これは、学園の教育方針である「ビジネスの即戦力としてのプロを育てる」という考えにそったものになっています。
社会に出れば、いくつもの仕事を同時に進めなければならない場面が多々あります。そういったときに必要な要素の段取りをつけたり、優先順位をつけるというビジネススキルが大変重要です。他学科と仕事のやりとりをしながら、作品を完成するだけでなくこういった実践的なビジネススキルも身につけることができる、とある講師の方が解説されていました。
子ども育てるとは、子どもをどんな大人に育てるか、ということであると前号でもお話させていただきましたが、まさに「学生をどんなビジネスマンに育てるのか」という強い目的意識が、学園の共通理念として浸透していることを強く感じました。

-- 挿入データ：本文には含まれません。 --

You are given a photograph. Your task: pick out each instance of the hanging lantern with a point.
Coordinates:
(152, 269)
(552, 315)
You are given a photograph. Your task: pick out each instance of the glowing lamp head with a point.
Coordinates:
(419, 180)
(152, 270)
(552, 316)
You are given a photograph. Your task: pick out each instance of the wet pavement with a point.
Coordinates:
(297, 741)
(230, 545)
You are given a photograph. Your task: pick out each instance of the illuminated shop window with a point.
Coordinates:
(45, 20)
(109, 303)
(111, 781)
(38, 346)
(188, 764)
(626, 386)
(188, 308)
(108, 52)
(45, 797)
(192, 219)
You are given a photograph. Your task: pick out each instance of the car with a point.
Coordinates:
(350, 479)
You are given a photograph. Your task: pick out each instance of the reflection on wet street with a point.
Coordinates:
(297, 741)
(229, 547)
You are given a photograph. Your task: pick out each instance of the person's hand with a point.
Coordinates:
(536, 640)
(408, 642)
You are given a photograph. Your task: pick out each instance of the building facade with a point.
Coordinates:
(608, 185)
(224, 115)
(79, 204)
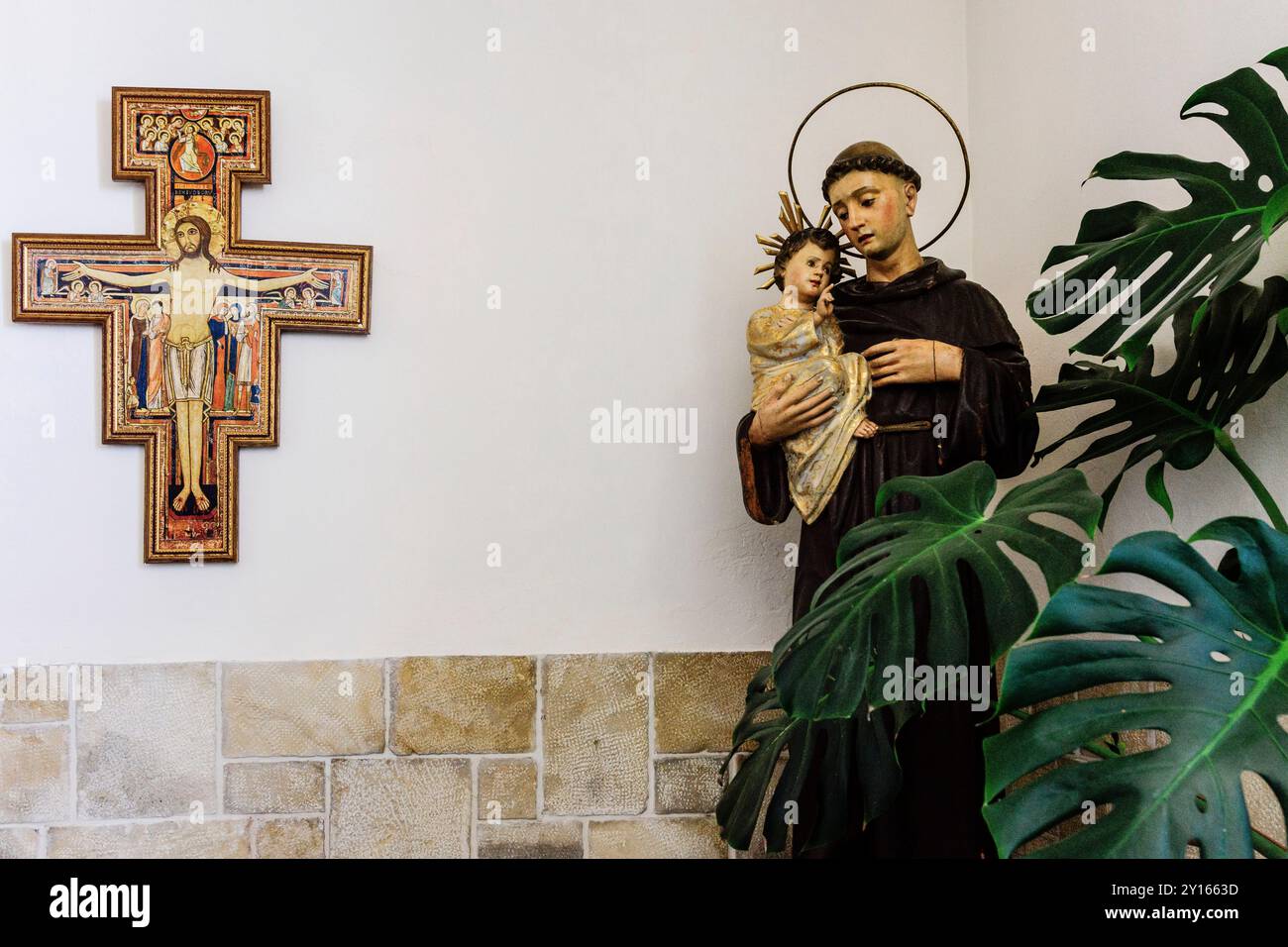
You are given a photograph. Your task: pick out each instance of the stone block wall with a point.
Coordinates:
(565, 755)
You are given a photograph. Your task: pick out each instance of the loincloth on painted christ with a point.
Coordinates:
(787, 342)
(189, 369)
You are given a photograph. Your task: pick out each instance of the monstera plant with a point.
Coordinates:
(1218, 665)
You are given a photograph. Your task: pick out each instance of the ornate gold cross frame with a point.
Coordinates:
(192, 315)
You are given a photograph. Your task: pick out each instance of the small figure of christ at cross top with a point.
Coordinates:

日本や世界の経済・社会情勢は、今後どうなっていくのでしょうか。
はっきりしたことは、誰にもわからないのかもしれません。しかし、だからこそ、教育に従事する者たちが、目の前の児童・生徒・学生・自分の子どもに対して、彼ら自身が「確かだ」と思える自分の長所や強みに気付かせ、育てることが大事なのではないでしょうか。
次号でも、このお話を進める予定です。
最後まで読んでいただきありがとうございました。
(感謝・原田 隆史)2009年10月20日発行
*発行当時の文章から一部を変更している場合があります。